# Question #3e972

Feb 8, 2018

$\frac{\mathrm{dy}}{\mathrm{dx}} = \frac{y + 1 + {x}^{2}}{x - {x}^{2} \left(\sin y\right)}$

#### Explanation:

$y \mathrm{dx} - x \mathrm{dy} + \left(1 + {x}^{2}\right) \mathrm{dx} + {x}^{2} \left(\sin y\right) \mathrm{dy} = 0$

$y \mathrm{dx} + \left(1 + {x}^{2}\right) \mathrm{dx} = x \mathrm{dy} - {x}^{2} \left(\sin y\right) \mathrm{dy}$

$\mathrm{dx} \left[y + 1 + {x}^{2}\right] = \mathrm{dy} \left[x - {x}^{2} \left(\sin y\right)\right]$

$\frac{\mathrm{dy}}{\mathrm{dx}} = \frac{y + 1 + {x}^{2}}{x - {x}^{2} \left(\sin y\right)}$

Feb 8, 2018

$y = x \left(x - \cos y + C\right) - 1$.

#### Explanation:

Let us rewrite the given Diff. Eqn. as,

$\left(1 + {x}^{2}\right) \mathrm{dx} + {x}^{2} \sin y \mathrm{dy} = x \mathrm{dy} - y \mathrm{dx}$.

Dividing by ${x}^{2}$, we have,

$\left(\frac{1 + {x}^{2}}{x} ^ 2\right) \mathrm{dx} + \sin y \mathrm{dy} = \frac{x \mathrm{dy} - y \mathrm{dx}}{x} ^ 2$.

The Right Member of the eqn. is note-worthy :

Observe that, $d \left(\frac{y}{x}\right) = \frac{x \mathrm{dy} - y \mathrm{dx}}{x} ^ 2$.

Utilising this, we find that the given eqn. is,

$\left(\frac{1 + {x}^{2}}{x} ^ 2\right) \mathrm{dx} + \sin y \mathrm{dy} = d \left(\frac{y}{x}\right)$, which looks like,

separable variable type. So, Integrating term-wise,

$\int \left(\frac{1 + {x}^{2}}{x} ^ 2\right) \mathrm{dx} + \int \sin y \mathrm{dy} + C = \int d \left(\frac{y}{x}\right)$.

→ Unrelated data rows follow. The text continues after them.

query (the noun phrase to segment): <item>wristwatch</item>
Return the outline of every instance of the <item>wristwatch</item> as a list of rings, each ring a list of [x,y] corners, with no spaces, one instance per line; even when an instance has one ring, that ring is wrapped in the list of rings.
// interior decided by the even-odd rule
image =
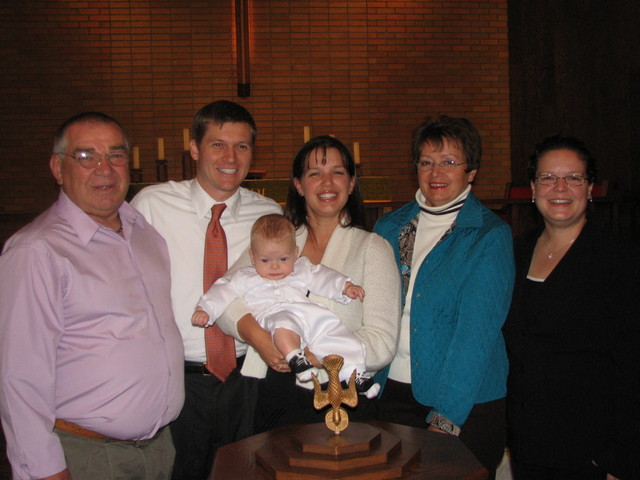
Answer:
[[[431,418],[429,419],[429,425],[436,427],[438,430],[442,430],[443,432],[450,435],[455,435],[456,437],[460,435],[460,427],[458,427],[447,417],[444,417],[439,413],[434,413],[431,416]]]

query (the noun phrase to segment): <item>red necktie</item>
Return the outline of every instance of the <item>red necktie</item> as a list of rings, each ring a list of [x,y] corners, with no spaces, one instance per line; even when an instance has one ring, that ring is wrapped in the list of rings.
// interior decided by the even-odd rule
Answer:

$\therefore \int \left(\frac{1}{x} ^ 2 + 1\right) \mathrm{dx} - \cos y + C = \frac{y}{x} , i . e . ,$

$- \frac{1}{x} + x - \cos y + C = \frac{y}{x} , \mathmr{and} ,$

$y = x \left(x - \cos y + C\right) - 1 ,$ is the desired General Solution!